Wait, April give the man a second. Another look at him and the fears returned. This can’t be good. He seemed to be stalling. Finally after turning more file pages, he said, “There is also something else concerning me.” I’m thinking OK spit it out. Then it comes “Are you familiar with ALS?” I immediately knew what he was talking about. I had ironically watched a documentary a couple days earlier. Nothing about the film made me think I had it, but I was informed and I immediately knew he was right. Everything started coming together. Still I said, “Maybe it’s just my back injury mimicking?” “No” he said without hesitation. I can see your back injury and we are dealing with two different conditions completely separate of each other. My husband sat pale and silent.

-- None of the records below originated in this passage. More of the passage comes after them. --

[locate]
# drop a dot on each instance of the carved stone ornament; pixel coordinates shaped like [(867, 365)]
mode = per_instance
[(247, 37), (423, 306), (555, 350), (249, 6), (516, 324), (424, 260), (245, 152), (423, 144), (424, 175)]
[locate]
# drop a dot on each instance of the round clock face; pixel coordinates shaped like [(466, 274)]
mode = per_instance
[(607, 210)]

Things quickly started adding up and making sense. I had been complaining to my husband for several months that I couldn’t exactly put my finger on it, but something was off with me. I could still do anything I ever had, and I was very active all the way up till my back injury. I finally chalked it up to the fact I was pushing 40 and that’s a well known time for change. I put my focus on taking quality vitamins and accepting I was getting older.

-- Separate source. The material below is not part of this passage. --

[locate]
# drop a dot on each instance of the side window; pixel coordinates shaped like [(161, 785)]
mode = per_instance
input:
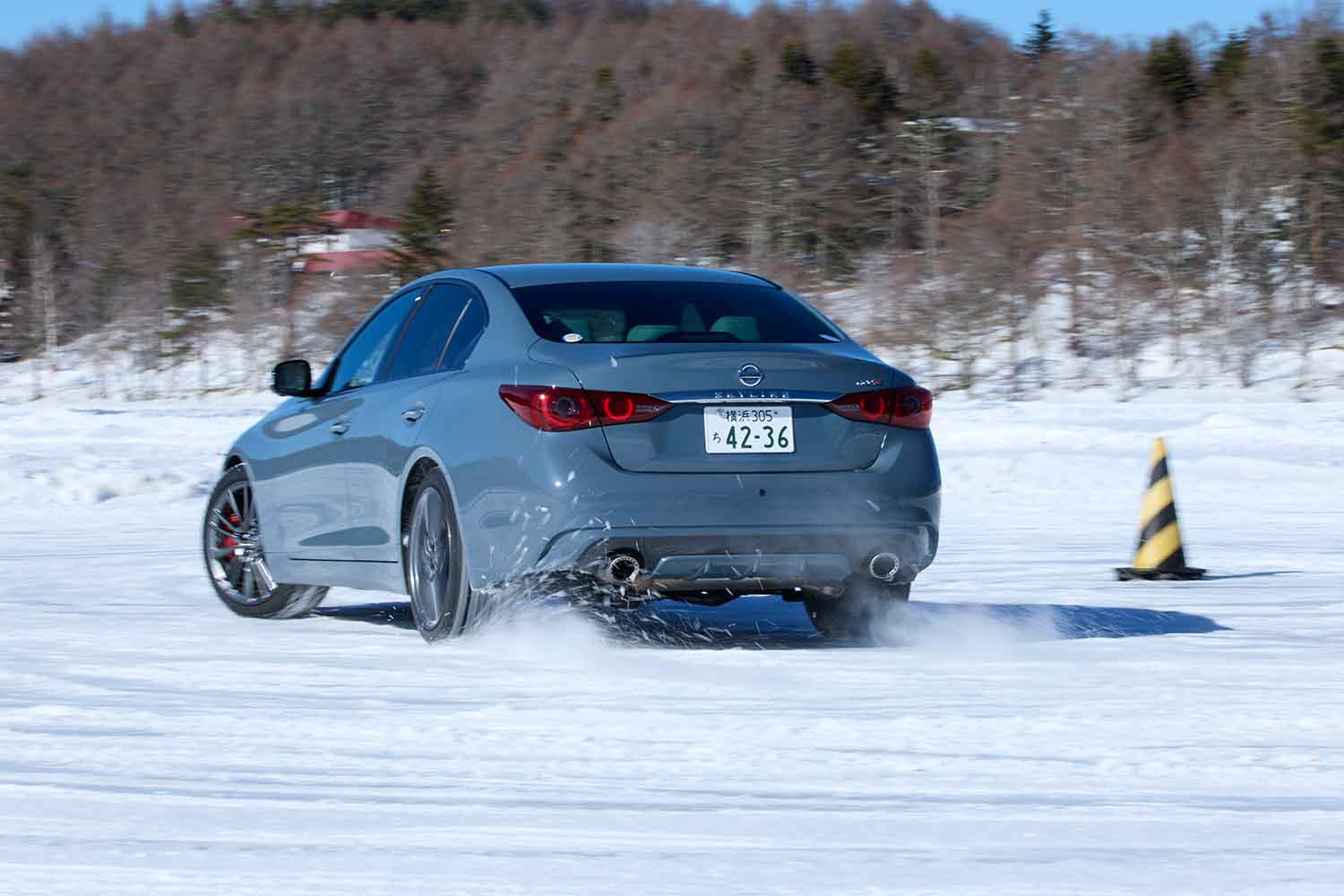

He gave us some print outs from the Mayo Clinic and strongly advised us not to look up information on random sites, if we look it up stay with major ALS Clinics for information. He didn’t want to answer my questions about dying. He explained this is considered a differential diagnosis, and with a condition like this I’ll need a second opinion. He said I’ll be referred to an ALS clinic with a neurologist who specializes in ALS for this, and from his examination he felt I met the criteria for probable diagnosis. I was taking in this information knowing I had ALS. My husband took everything possible, such as the term probable diagnosis, to be lead far away into the land of denial. There was a time I actually wondered if he’d return before I died. As we left Tony Basically thanked him for his educated guess. We rode home in silence and into the abyss of ALS. Life would never be the same.

I’m lucky to live close enough and be referred to two great ALS Clinics. Vanderbilt in Nashville, TN and Emory in Atlanta, GA. I assumed with this being such a serious diagnosis I’d be getting a call right away. This was one of my first hard lessons about ALS. There’s no big hurry to see you because there is no real treatment to offer you. It took about four long weeks and I finally heard from them both in the same week and scheduled appointments. Surprisingly again, neither could see me for two months. In the meantime, I still had my back to contend with as well as the fact Tony wouldn’t even entertain the idea of ALS. It was a lonely scary time.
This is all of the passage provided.